High available table materialization

The current implementation of the table materialization can lead to downtime, as target table is dropped and re-created. To have the less destructive behavior it's possible to use table='table_hive_ha' materialization. table_hive_ha leverage the table versions feature of glue catalog, creating a tmp table and swapping the target table to the location of the tmp table. This materialization is only available for table_type=hive and requires using unique locations.

{{ config(
    materialized='table_hive_ha',
    format='parquet',
    partition_by=['status'],
    s3_data_naming='table_unique'
) }}

select
  'a' as user_id,
  'pi' as user_name,
  'active' as status
union all
select
  'b' as user_id,
  'sh' as user_name,
  'disabled' as status

By default, the materialization keeps the last 4 table versions, you can change it that setting versions_to_keep.

Known issues

  • When swapping from a table with partitions to a table without (and the other way around), there could be a little downtime. In case high performances are needed consider bucketing instead of partitions
  • By default, Glue "duplicate" the versions internally, so the last 2 versions of a table point to the same location
  • It's recommended to have versions_to_keep>= 4, as this will avoid to have the older location removed
  • The macro athena__end_of_time needs to be overwritten by the user if using Athena v3 since it requires a precision parameter for timestamps

Snapshots

The adapter supports snapshot materialization.

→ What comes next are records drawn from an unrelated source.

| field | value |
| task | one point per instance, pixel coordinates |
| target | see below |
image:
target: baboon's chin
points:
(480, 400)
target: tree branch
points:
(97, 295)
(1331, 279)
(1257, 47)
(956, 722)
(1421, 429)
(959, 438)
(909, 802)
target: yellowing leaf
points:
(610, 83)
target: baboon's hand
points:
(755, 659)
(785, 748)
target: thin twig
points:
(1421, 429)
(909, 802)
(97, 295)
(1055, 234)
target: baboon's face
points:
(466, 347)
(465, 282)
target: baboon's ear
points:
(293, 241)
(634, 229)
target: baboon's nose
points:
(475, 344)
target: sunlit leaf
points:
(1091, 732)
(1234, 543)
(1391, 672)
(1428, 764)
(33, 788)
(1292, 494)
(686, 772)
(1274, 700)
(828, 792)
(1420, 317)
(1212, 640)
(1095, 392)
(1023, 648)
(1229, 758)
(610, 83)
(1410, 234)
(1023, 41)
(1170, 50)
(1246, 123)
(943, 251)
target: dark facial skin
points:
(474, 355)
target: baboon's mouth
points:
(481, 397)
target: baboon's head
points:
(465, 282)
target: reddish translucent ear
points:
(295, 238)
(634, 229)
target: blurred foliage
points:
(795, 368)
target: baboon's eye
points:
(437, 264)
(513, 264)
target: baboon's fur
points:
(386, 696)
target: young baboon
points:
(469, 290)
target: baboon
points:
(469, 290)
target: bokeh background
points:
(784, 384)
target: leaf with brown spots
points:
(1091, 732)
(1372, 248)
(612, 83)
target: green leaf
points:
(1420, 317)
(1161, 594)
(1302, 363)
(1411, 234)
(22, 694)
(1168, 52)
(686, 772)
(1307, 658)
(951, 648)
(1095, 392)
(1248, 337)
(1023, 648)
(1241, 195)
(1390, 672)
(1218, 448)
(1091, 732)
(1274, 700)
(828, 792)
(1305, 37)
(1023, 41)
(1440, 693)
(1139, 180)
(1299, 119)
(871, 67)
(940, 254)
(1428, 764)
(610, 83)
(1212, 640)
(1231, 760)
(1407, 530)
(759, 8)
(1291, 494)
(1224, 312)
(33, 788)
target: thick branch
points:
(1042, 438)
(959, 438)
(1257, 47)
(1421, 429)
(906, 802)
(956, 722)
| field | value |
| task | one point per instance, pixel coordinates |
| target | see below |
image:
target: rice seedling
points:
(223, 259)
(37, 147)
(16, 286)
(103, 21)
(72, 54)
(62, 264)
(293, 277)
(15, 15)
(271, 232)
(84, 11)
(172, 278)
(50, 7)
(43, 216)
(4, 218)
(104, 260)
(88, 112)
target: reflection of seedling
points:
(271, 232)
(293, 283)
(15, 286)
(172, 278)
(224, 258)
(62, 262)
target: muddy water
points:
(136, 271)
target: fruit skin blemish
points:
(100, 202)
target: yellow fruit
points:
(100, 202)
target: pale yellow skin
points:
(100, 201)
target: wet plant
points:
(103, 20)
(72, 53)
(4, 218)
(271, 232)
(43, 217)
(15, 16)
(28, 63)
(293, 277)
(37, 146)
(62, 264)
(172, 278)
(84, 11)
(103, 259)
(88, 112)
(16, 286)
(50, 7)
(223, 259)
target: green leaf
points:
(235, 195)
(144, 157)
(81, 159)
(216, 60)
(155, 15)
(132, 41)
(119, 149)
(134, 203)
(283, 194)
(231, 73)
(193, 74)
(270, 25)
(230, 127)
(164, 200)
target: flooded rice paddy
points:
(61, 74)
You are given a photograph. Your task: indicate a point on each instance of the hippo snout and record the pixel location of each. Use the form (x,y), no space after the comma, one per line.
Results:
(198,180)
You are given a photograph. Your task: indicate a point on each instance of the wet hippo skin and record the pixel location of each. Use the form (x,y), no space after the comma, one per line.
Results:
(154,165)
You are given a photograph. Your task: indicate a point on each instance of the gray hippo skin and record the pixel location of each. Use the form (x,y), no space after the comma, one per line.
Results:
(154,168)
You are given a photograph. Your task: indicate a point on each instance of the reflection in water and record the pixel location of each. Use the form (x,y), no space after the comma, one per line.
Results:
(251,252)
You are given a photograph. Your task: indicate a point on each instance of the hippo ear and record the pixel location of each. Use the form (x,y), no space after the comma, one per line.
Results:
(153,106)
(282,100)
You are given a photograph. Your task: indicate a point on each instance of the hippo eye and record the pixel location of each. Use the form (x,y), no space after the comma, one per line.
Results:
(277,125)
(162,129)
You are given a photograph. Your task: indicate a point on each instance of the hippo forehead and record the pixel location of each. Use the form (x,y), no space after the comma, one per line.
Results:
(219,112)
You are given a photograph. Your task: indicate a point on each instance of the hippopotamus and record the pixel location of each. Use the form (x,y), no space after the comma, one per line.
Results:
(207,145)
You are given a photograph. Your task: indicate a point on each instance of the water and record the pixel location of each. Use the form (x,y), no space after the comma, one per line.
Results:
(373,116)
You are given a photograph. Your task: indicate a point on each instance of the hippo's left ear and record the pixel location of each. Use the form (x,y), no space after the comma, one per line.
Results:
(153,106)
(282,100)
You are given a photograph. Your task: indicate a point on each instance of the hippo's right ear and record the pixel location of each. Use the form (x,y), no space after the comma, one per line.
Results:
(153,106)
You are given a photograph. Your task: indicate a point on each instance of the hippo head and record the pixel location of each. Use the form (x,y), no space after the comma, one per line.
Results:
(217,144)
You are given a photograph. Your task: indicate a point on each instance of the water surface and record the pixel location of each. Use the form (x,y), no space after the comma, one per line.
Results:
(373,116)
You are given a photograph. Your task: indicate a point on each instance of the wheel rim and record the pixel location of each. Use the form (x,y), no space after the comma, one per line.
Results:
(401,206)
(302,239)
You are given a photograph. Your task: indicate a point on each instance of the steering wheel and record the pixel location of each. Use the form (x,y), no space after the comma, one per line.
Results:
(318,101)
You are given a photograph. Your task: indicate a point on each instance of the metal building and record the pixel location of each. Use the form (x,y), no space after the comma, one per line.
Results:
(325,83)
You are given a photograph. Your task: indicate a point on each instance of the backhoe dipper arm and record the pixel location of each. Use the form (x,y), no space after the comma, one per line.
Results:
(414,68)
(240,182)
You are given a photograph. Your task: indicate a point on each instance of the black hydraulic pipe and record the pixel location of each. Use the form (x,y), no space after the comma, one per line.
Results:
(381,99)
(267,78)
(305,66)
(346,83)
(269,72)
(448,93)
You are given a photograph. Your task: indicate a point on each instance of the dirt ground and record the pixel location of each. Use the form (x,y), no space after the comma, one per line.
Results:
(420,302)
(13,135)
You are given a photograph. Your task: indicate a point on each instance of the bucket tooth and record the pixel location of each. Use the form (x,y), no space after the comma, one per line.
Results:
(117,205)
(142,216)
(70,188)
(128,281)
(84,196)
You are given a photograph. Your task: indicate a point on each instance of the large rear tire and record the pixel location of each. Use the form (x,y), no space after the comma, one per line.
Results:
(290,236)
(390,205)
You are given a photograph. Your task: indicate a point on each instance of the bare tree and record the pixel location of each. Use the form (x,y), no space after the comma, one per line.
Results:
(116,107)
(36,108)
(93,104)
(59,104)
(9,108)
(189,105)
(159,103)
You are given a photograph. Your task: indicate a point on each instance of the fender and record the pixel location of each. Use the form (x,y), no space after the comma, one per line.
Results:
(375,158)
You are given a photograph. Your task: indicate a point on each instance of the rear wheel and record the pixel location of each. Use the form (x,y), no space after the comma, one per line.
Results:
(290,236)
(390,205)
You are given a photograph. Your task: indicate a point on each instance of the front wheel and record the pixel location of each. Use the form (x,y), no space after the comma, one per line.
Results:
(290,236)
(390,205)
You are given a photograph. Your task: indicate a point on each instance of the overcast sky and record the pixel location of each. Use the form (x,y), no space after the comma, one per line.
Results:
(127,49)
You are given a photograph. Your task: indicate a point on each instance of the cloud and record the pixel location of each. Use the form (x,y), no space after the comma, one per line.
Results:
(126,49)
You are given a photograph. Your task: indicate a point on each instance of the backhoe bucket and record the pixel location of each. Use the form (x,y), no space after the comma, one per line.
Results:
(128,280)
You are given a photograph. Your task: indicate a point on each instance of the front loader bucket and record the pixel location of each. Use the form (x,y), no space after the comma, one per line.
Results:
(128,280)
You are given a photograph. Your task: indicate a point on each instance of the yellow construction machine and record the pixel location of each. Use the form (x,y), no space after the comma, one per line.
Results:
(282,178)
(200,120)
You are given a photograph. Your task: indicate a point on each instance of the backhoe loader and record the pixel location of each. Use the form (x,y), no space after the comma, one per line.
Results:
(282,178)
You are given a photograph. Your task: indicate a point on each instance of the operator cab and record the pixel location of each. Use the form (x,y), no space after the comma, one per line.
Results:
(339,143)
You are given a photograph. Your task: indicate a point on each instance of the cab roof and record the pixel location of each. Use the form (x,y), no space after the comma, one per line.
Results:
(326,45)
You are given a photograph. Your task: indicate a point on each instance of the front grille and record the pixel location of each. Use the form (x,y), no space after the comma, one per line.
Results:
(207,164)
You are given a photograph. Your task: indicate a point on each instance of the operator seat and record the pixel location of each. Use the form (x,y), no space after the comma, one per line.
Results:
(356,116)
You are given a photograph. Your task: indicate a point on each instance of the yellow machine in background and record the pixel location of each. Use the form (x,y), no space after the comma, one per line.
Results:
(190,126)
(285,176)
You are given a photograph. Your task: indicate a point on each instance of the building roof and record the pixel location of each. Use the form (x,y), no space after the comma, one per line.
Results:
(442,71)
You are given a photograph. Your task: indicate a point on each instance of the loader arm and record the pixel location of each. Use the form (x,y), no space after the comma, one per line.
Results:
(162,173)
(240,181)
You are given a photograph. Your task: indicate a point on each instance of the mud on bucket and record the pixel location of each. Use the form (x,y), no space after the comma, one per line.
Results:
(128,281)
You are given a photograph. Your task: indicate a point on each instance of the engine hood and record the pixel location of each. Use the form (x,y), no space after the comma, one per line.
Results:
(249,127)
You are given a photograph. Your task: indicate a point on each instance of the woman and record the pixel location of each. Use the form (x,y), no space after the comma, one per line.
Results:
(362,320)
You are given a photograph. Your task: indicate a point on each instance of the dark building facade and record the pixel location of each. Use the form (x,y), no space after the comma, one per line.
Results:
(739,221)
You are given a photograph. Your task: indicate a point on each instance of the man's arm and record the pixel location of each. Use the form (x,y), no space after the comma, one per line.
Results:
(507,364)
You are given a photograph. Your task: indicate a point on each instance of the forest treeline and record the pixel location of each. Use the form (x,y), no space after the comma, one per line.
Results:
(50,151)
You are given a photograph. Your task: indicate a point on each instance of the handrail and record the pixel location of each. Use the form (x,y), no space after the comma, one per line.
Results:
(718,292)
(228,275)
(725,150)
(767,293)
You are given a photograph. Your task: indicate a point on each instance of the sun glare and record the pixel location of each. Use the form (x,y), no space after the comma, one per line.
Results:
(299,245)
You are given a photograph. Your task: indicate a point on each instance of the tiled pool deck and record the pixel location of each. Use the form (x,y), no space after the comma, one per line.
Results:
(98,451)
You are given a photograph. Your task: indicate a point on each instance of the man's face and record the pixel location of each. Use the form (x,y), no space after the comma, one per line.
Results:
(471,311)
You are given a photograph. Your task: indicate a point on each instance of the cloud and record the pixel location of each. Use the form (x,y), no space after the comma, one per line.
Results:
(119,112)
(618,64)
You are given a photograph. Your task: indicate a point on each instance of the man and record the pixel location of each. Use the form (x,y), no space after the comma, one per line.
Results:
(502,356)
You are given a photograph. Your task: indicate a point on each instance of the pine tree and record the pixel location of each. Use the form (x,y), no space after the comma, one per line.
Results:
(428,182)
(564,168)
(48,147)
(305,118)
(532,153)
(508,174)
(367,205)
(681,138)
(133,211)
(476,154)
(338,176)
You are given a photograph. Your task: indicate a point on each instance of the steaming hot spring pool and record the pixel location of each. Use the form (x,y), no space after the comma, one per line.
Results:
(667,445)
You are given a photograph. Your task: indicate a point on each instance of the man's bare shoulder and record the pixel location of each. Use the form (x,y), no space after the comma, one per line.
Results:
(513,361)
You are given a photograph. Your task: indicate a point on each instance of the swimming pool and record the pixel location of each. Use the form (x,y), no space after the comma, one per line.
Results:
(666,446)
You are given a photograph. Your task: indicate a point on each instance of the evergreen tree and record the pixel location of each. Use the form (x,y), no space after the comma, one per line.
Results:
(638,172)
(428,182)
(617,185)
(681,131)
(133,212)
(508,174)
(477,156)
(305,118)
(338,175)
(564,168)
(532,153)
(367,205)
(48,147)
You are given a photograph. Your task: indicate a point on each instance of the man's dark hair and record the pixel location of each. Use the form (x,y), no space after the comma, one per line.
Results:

It supports both timestamp and check strategy. To create a snapshot create a snapshot file in the snapshots directory. If directory does not exist create one.

Timestamp strategy

To use the timestamp strategy refer to the dbt docs

Check strategy

To use the check strategy refer to the dbt docs

Hard-deletes

The materialization also supports invalidating hard deletes. Check the docs to understand usage.

Working example

seed file - employent_indicators_november_2022_csv_tables.csv

Series_reference,Period,Data_value,Suppressed
MEIM.S1WA,1999.04,80267,
MEIM.S1WA,1999.05,70803,
MEIM.S1WA,1999.06,65792,
MEIM.S1WA,1999.07,66194,
MEIM.S1WA,1999.08,67259,
MEIM.S1WA,1999.09,69691,
MEIM.S1WA,1999.1,72475,
MEIM.S1WA,1999.11,79263,
MEIM.S1WA,1999.12,86540,
MEIM.S1WA,2000.01,82552,
MEIM.S1WA,2000.02,81709,
MEIM.S1WA,2000.03,84126,
MEIM.S1WA,2000.04,77089,
MEIM.S1WA,2000.05,73811,
MEIM.S1WA,2000.06,70070,
MEIM.S1WA,2000.07,69873,
MEIM.S1WA,2000.08,71468,
MEIM.S1WA,2000.09,72462,
MEIM.S1WA,2000.1,74897,

model.sql

{{ config(
    materialized='table'
) }}

SELECT
    ROW_NUMBER() OVER () AS id
    , *
    , cast(from_unixtime(to_unixtime(now())) as timestamp(6)) AS refresh_timestamp
FROM {{ ref('employment_indicators_november_2022_csv_tables') }}

timestamp strategy - model_snapshot_1

{% snapshot model_snapshot_1 %}

{{
    config(
      strategy='timestamp',
      updated_at='refresh_timestamp',
      unique_key='id'
    )
}}

SELECT *

from {{ ref('model') }}

{% endsnapshot %}

invalidate hard deletes - model_snapshot_2

{% snapshot model_snapshot_2 %}

{{
    config
    (
        unique_key='id',
        strategy='timestamp',
        updated_at='refresh_timestamp',
        invalidate_hard_deletes=True,
    )
}}
SELECT * from {{ ref('model') }}

{% endsnapshot %}

check strategy - model_snapshot_3

{% snapshot model_snapshot_3 %}

{{
    config
    (
        unique_key='id',
        strategy='check',
        check_cols=['series_reference','data_value']
    )
}}
SELECT * from {{ ref('model') }}

{% endsnapshot %}

Known issues

  • Incremental Iceberg models - Sync all columns on schema change can't remove columns used as partitioning. The only way, from a dbt perspective, is to do a full-refresh of the incremental model.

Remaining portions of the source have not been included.